OK, so you’ve made what you think is a pretty good online video. Now the acid test comes: is it working? Are you getting the engagement that you want? What’s more, how do you know whether or not you’re getting the engagement that you want? And what on earth is “engagement” anyway?
“Engagement” refers to how people are responding to your video – what they’re doing with it. That’s the easy bit. Measuring engagement can be a bit trickier.
The simplest method to find out if your videos are working is to have a look at the number of views it gets on YouTube. This is the most basic method of finding out how much exposure that your online video has had. Not having heaps of views is not necessarily a bad thing, especially if your business is more of a niche market and operates in the B2B segment of the market. On the other hand, having had heaps of views isn’t necessarily a good thing for you, either. YouTube clocks up a view even if a person clicks on it by mistake (easy to do with cellphones) or only watches for one second.

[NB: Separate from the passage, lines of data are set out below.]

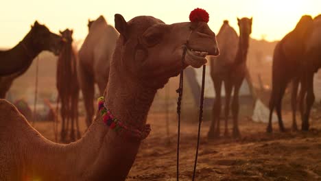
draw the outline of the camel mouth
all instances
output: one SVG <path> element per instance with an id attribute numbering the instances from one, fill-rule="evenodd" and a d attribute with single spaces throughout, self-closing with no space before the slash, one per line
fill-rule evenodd
<path id="1" fill-rule="evenodd" d="M 205 57 L 209 54 L 207 51 L 195 50 L 187 48 L 185 58 L 185 63 L 194 68 L 200 68 L 207 62 Z"/>

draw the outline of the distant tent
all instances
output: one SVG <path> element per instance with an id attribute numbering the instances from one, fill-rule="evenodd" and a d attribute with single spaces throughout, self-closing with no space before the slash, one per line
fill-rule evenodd
<path id="1" fill-rule="evenodd" d="M 209 67 L 206 67 L 206 78 L 205 78 L 205 89 L 204 89 L 204 106 L 212 106 L 215 97 L 215 91 L 213 84 L 212 78 Z M 202 85 L 202 69 L 193 69 L 189 67 L 185 71 L 186 77 L 189 82 L 189 86 L 191 89 L 194 101 L 198 103 L 200 95 L 200 87 Z M 225 90 L 224 84 L 222 84 L 222 89 L 221 90 L 221 95 L 224 99 L 225 97 Z M 255 91 L 254 90 L 253 86 L 250 75 L 248 75 L 244 79 L 241 88 L 239 90 L 240 102 L 245 103 L 252 101 L 256 99 Z M 233 93 L 232 92 L 232 95 Z"/>
<path id="2" fill-rule="evenodd" d="M 211 110 L 213 109 L 213 105 L 215 97 L 215 90 L 210 73 L 211 71 L 209 69 L 209 67 L 207 67 L 206 71 L 204 100 L 204 120 L 209 120 L 211 117 Z M 193 121 L 198 120 L 200 88 L 202 86 L 202 69 L 187 67 L 184 71 L 184 93 L 182 104 L 182 112 L 184 112 L 184 114 L 182 114 L 182 119 L 192 119 Z M 222 104 L 224 105 L 225 98 L 224 84 L 222 85 L 221 94 L 222 96 Z M 242 83 L 239 96 L 241 107 L 246 106 L 245 110 L 246 110 L 247 112 L 250 112 L 242 113 L 252 116 L 252 110 L 257 97 L 252 84 L 250 75 L 246 76 L 246 79 L 244 79 L 244 81 Z M 223 111 L 223 109 L 222 109 L 222 110 Z M 223 114 L 221 115 L 223 116 Z"/>

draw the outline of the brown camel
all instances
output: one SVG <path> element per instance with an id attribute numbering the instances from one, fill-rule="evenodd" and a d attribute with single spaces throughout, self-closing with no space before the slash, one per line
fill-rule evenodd
<path id="1" fill-rule="evenodd" d="M 287 34 L 274 48 L 272 64 L 272 86 L 270 99 L 270 119 L 267 132 L 272 132 L 272 114 L 275 108 L 281 132 L 285 132 L 281 116 L 281 103 L 285 88 L 294 81 L 292 91 L 293 123 L 292 130 L 296 130 L 296 96 L 298 84 L 302 75 L 300 67 L 305 64 L 305 44 L 313 29 L 313 20 L 310 16 L 301 17 L 296 27 Z M 302 125 L 303 126 L 303 125 Z"/>
<path id="2" fill-rule="evenodd" d="M 302 130 L 308 131 L 310 111 L 314 103 L 315 96 L 313 92 L 314 73 L 321 67 L 321 14 L 313 19 L 313 27 L 310 36 L 306 42 L 306 51 L 304 55 L 304 64 L 300 67 L 302 76 L 300 80 L 296 79 L 294 84 L 292 90 L 292 110 L 294 119 L 296 117 L 296 95 L 299 83 L 301 88 L 299 95 L 299 106 L 302 117 Z M 305 100 L 305 103 L 304 101 Z M 294 122 L 295 123 L 295 122 Z"/>
<path id="3" fill-rule="evenodd" d="M 93 23 L 94 23 L 94 22 L 95 22 L 95 21 L 91 21 L 90 19 L 88 20 L 88 24 L 87 24 L 88 31 L 89 31 L 91 29 L 91 25 L 93 25 Z"/>
<path id="4" fill-rule="evenodd" d="M 228 135 L 228 119 L 230 112 L 230 101 L 234 88 L 232 100 L 234 137 L 239 136 L 238 127 L 239 91 L 248 73 L 246 56 L 248 54 L 250 34 L 252 32 L 252 19 L 237 19 L 239 37 L 235 30 L 224 21 L 218 34 L 217 43 L 221 54 L 217 58 L 210 58 L 211 76 L 215 90 L 215 99 L 213 107 L 213 121 L 209 131 L 210 138 L 219 136 L 219 117 L 221 112 L 221 88 L 224 82 L 225 87 L 225 132 Z"/>
<path id="5" fill-rule="evenodd" d="M 78 99 L 79 84 L 77 77 L 77 56 L 73 48 L 73 30 L 66 29 L 60 32 L 64 43 L 57 62 L 57 89 L 58 101 L 61 102 L 60 113 L 62 119 L 60 140 L 66 143 L 66 136 L 69 132 L 69 123 L 70 141 L 75 141 L 75 123 L 77 129 L 77 138 L 80 138 L 78 126 Z"/>
<path id="6" fill-rule="evenodd" d="M 23 74 L 42 51 L 59 53 L 61 38 L 36 21 L 29 33 L 14 48 L 0 51 L 0 98 L 4 99 L 14 80 Z"/>
<path id="7" fill-rule="evenodd" d="M 126 22 L 115 14 L 115 27 L 121 35 L 104 101 L 131 129 L 145 128 L 157 90 L 171 77 L 188 65 L 200 67 L 206 54 L 219 53 L 215 35 L 204 22 L 166 25 L 146 16 Z M 99 112 L 84 137 L 61 145 L 41 136 L 7 101 L 0 99 L 0 180 L 124 180 L 141 143 L 132 133 L 126 138 L 110 130 Z"/>
<path id="8" fill-rule="evenodd" d="M 109 75 L 109 64 L 119 33 L 100 16 L 91 23 L 89 33 L 80 48 L 78 73 L 86 108 L 86 123 L 88 127 L 94 114 L 94 85 L 98 84 L 104 93 Z"/>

The next thing that you can use to see if your video is engaging with your audience is to see how many likes it gets (and, in the case of YouTube, dislikes). Obviously, if a video gets tons of likes, then it’s obviously popular! If you get a mixture of likes and dislikes, then look at the proportion of one to the other. Take this video (taken off today’s Trending list on YouTube):
This has managed (at the time of writing) to get 43,645 likes and 2490 dislikes. With a ratio of 1 dislike to 17.53 likes, that’s not too bad. However, you’ve got to remember that a viewer has to have a Google account to use the likes and dislikes on YouTube (Google owns YouTube, remember?) and not every viewer bothers to click these buttons even if they do have a Google account.
If you post your videos to Facebook or some other social media platform, then you can also monitor how well your viewers are engaging with your online videos. Are you getting plenty of likes? What about other reactions courtesy of the recently introduced emoticons on Facebook. Are they the reactions you wanted or expected to get? In other words, do you get the “outraged” or “angry” reaction to a video highlighting a serious or controversial issue and plenty of “laughing” responses to something that’s intended to be funny… or do you get things the other way around (oops – back to the drawing board in that case!). What do the comments say? Has your video been shared?
Regarding the comments, have a careful look at them quality-wise rather than just quantity-wise. You can probably ignore some of those online comments arguments (especially if they’re nothing to do with your video!). However, if there’s some that are calling for more, making suggestions, pointing out flaws, telling others that certain points are gold, saying that something isn’t all that funny – well, you’ve got some feedback you can work with.
What you may not know is that YouTube has a tool called YouTube Analytics. This allows you to find out all the stats for your video(s). You can find out who, where, when, what, how long and more. Did people watch the whole video all the way through? Did they stop watching? If they stopped watching at a certain point, what was that point? Did the video get shared and which platform was it shared on? Do you get plenty of subscribers to your YouTube channel? How did your viewers find out about your video? These stats all help you tweak and refine your video content (and length) to make sure that you’re hitting the sweet spot.